I’ve been looking for AI use cases in B2B SaaS and lately found out one from Pipedream which is really interesting and I think it’s worth to introduce to more B2B companies.
Pipedream is an automation platform for developers and they created this Slack bot for their Slack community. Even since I joined their Slack channel, I’ve seen people chat with Pi every day across all kinds of questions regarding Pipedream. Pi is built on top of Pipedream official documents and thus its answer is specific to their business context compared to generic answers from ChatGPT. It definitely helps a lot for both Pipedream team and the community. With this a great success, Pipedream team even shares a detailed article about how to create your own chat bot.
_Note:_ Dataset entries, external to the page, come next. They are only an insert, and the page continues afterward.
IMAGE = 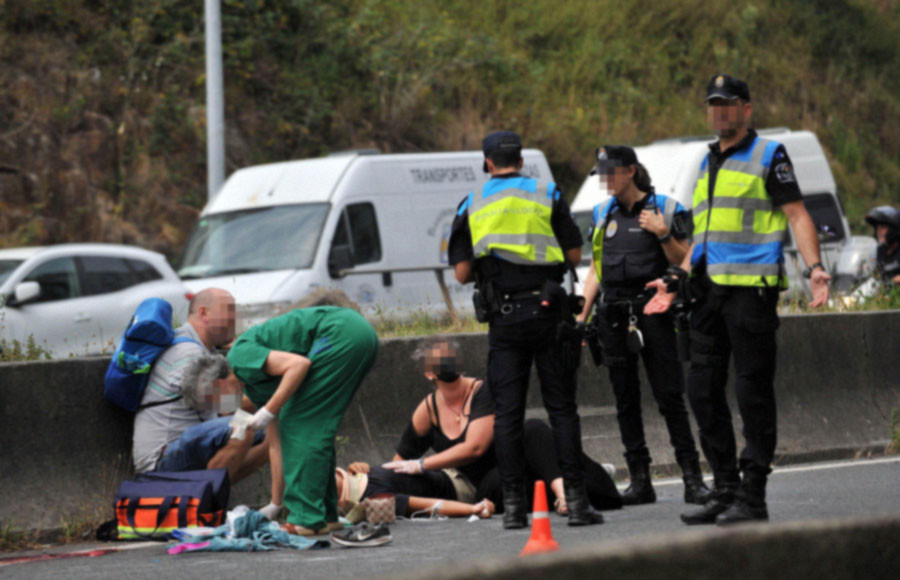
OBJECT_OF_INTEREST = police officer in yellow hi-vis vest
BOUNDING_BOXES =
[578,145,712,505]
[644,75,831,525]
[448,131,603,529]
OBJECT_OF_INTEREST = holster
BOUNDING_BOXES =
[584,304,605,367]
[472,279,500,323]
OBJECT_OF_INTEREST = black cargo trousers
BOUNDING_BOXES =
[487,300,584,489]
[687,278,779,499]
[598,298,700,466]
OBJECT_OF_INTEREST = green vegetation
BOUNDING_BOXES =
[369,310,487,338]
[0,0,900,257]
[0,522,38,552]
[779,286,900,314]
[0,335,50,362]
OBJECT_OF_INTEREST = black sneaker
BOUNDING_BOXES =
[330,522,394,548]
[681,496,734,526]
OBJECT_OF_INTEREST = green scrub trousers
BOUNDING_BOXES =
[228,306,378,530]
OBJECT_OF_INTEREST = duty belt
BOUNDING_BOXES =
[500,288,541,315]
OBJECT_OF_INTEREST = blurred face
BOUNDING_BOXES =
[423,342,458,382]
[706,99,753,139]
[600,165,635,197]
[199,294,234,346]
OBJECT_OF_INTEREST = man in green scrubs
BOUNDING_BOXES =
[226,306,378,535]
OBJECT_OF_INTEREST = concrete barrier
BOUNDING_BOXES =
[0,311,900,528]
[391,517,900,580]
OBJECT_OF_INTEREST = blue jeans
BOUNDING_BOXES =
[154,417,265,471]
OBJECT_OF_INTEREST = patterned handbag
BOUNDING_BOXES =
[363,493,397,524]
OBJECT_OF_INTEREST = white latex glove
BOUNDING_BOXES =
[228,409,253,439]
[259,503,281,521]
[382,459,425,475]
[247,407,275,431]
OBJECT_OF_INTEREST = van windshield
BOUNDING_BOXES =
[178,203,329,280]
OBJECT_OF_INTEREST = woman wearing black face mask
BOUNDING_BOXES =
[369,342,496,513]
[364,341,622,515]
However, before we start creating a similar bot, it’s more useful to know where we come from and where we’re heading to.
LLM I/O
If you are a ChatGPT user (I’m sure you are), you are familiar with what this means: you ask ChatGPT a question, and you get an answer. Simple. But, one of the issues is there is always a knowledge cutoff date:
Plus, these LLMs are not trained specifically for your business so they would never be experts in your domain. Lastly, although feeding LLMs with your own knowledge base can tremendously improve the quality of the answers, in some cases you might want LLMs to have access to your own proprietary data (CRM, support platform, internal tools, etc) and even take actions.
Here come LLM agents.
LLM Agents
LLM powered agents can not only have your up-to-date domain knowledge (RAG, Retrieval Augmented Generation) but also take actions (Tools) if needed.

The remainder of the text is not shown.